Read advice from that come from only genuine investments gurus like Timothy Sykes and Warren Buffett. It also helps to learn the different parameters you should use for searching various stocks on screeners.

You can trade penny stocks on listing services, such as Pink Sheets and OTCBB. A large chunk of market movements, takes place after hours, both on the national public exchanges and on penny stock exchanges. Similar to investing in traditional public securities, an investor would buy these shares through a through a normal brokerage service.

After the exchanges close, penny stocks can experience volatile fluctuations after hours. In case penny stock investors buy or sell after hours, they may be able to purchase shares for very low prices and sell for very high prices.

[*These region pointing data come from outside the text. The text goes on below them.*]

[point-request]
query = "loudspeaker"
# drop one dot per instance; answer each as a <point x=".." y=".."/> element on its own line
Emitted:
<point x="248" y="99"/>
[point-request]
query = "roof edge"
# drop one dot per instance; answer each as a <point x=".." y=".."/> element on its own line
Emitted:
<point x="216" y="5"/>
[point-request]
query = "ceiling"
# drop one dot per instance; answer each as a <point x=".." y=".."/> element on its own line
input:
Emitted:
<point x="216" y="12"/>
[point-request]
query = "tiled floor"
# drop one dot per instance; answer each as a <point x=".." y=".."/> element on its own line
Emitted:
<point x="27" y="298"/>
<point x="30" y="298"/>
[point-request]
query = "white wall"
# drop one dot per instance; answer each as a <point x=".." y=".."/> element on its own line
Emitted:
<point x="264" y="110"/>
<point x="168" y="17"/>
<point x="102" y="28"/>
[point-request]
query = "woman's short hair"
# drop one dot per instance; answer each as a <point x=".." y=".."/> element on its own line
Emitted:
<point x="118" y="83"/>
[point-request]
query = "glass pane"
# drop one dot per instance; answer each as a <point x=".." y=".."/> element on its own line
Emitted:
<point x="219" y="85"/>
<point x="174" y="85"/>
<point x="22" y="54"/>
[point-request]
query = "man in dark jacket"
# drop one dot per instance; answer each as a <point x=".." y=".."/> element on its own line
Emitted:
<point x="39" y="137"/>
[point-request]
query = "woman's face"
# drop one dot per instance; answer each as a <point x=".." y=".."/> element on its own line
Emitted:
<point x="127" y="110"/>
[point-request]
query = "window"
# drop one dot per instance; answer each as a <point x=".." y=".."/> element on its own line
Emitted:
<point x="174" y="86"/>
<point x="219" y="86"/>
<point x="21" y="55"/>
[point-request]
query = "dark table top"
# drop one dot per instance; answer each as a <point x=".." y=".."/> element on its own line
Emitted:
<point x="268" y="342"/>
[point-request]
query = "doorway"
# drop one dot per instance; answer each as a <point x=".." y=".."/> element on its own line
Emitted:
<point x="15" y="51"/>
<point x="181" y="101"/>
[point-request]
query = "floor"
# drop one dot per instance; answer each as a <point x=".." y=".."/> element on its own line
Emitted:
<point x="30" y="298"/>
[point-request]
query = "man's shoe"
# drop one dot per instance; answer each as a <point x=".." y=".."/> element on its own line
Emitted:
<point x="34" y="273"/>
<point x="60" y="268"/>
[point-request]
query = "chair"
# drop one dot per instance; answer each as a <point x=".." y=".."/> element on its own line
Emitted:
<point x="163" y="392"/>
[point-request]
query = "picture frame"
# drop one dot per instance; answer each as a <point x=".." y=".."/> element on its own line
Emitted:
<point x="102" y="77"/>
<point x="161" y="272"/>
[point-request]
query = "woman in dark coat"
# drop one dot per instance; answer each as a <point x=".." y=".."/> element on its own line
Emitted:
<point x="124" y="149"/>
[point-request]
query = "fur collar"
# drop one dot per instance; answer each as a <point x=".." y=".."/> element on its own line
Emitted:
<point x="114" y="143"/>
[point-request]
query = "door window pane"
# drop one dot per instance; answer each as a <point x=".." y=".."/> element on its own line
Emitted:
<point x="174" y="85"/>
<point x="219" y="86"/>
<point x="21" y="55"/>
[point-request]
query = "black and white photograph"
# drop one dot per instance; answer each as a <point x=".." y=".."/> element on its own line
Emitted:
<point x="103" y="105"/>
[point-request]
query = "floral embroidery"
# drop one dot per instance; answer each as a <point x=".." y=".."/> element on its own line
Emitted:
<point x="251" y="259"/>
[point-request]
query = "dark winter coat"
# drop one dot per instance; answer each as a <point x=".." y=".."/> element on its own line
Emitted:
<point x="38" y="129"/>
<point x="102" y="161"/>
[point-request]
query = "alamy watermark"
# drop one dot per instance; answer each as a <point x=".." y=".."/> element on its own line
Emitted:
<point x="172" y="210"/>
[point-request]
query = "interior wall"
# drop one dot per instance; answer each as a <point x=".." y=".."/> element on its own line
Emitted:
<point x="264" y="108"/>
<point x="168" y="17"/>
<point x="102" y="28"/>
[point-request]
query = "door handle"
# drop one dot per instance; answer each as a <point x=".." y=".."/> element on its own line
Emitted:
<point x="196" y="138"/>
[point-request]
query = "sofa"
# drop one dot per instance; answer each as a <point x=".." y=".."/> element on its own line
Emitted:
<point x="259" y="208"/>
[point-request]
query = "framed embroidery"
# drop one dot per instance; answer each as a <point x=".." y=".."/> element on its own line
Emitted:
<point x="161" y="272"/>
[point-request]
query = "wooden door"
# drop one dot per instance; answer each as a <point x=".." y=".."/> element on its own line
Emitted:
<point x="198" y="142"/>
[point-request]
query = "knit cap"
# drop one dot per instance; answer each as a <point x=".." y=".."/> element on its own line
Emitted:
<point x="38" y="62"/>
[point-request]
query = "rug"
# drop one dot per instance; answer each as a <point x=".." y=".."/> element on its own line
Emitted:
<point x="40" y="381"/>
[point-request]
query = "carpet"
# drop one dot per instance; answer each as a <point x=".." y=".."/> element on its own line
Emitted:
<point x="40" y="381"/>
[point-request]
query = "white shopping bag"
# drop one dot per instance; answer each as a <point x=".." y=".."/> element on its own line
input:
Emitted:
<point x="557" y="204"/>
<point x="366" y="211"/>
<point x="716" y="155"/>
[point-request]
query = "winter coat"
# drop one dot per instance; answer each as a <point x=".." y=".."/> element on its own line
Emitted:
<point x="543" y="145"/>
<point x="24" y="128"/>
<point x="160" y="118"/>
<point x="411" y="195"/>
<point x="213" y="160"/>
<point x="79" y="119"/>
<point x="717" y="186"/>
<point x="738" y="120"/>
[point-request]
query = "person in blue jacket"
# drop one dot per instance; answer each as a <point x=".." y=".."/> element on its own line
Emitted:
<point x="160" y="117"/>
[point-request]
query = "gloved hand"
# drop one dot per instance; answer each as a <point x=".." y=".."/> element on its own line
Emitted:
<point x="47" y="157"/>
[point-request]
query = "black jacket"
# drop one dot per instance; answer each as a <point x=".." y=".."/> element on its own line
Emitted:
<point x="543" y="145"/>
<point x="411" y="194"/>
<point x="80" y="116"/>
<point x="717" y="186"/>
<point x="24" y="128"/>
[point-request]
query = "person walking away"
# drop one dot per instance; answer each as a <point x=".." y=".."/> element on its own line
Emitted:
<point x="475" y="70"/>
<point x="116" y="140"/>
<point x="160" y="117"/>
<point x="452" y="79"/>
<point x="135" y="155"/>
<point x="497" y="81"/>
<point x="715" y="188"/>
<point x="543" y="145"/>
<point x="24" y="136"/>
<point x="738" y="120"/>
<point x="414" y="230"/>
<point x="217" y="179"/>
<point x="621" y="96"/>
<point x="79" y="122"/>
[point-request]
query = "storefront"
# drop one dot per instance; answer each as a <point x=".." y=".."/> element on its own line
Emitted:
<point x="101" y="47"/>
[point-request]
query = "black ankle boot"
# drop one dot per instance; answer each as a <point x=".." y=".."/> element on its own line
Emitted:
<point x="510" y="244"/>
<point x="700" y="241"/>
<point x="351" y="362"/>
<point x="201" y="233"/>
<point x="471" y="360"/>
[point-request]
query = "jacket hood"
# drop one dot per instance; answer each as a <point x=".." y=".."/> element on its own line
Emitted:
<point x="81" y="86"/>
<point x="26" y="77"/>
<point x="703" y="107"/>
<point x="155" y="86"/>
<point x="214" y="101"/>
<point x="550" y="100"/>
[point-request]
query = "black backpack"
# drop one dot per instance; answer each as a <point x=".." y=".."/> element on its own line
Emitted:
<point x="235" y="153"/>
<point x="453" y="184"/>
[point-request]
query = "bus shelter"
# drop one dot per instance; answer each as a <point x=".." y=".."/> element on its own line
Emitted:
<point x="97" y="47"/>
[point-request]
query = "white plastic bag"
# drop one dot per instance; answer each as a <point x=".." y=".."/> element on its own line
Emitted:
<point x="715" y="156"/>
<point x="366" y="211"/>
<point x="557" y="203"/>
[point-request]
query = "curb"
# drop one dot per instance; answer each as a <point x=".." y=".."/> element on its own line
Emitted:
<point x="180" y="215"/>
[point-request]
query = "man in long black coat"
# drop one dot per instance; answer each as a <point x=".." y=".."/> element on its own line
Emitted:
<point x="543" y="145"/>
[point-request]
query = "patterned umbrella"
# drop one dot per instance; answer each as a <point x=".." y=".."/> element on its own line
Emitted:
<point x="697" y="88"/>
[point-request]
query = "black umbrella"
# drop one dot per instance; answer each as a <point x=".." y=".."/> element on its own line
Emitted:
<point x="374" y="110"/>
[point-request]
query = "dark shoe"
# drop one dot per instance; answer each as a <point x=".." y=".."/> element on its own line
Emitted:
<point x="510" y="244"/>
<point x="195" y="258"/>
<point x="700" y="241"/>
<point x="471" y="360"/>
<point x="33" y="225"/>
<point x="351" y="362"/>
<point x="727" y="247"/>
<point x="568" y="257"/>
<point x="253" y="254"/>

Penny Stocks Success Student

Highly illiquid stocks that have only a few hundred dollars traded per day may experience tremendous volatility. Investors should be careful before investing money in these small companies. Moreover, when the time comes to sell these stocks, they prices may fall since there are not too many immediate buyers.

Investors must make sure that their stock holds adequate liquidity to last for an average price. They can also use limit orders to set an upper limit on the maximum share price. 

Experts warn investors to purchase a stock that has negative earnings. Naturally, a company that is going through signals a red flag. If the P/E shows a “-“ sign, this means that the stock is going through a negative earning.

Moreover, do not hold your penny stocks forever. Investors come across miraculous success stories that promise to turn them into millionaires. However, it is better to do your research for knowing the best time to buy and sell your penny stocks.

Bottom Line

Promoters continue to apply improved tactics to trick investors into making massive investments. Since a few of these scams are perfect, it is difficult to recognize the set-ups. Some of these tactics are not technically illegal but make use of only misleading information to trick you in.

While a few tech-savvy investors are less likely to fall victims to these scams, thousands of people are vulnerable to these subtle but fraudulent activities that attract investors with larger than life profits. 

It is important that you don’t fall for a ‘pump and dump’ scheme. All illegal promotions and scams should be reported immediately to your state's securities regulator or the SEC.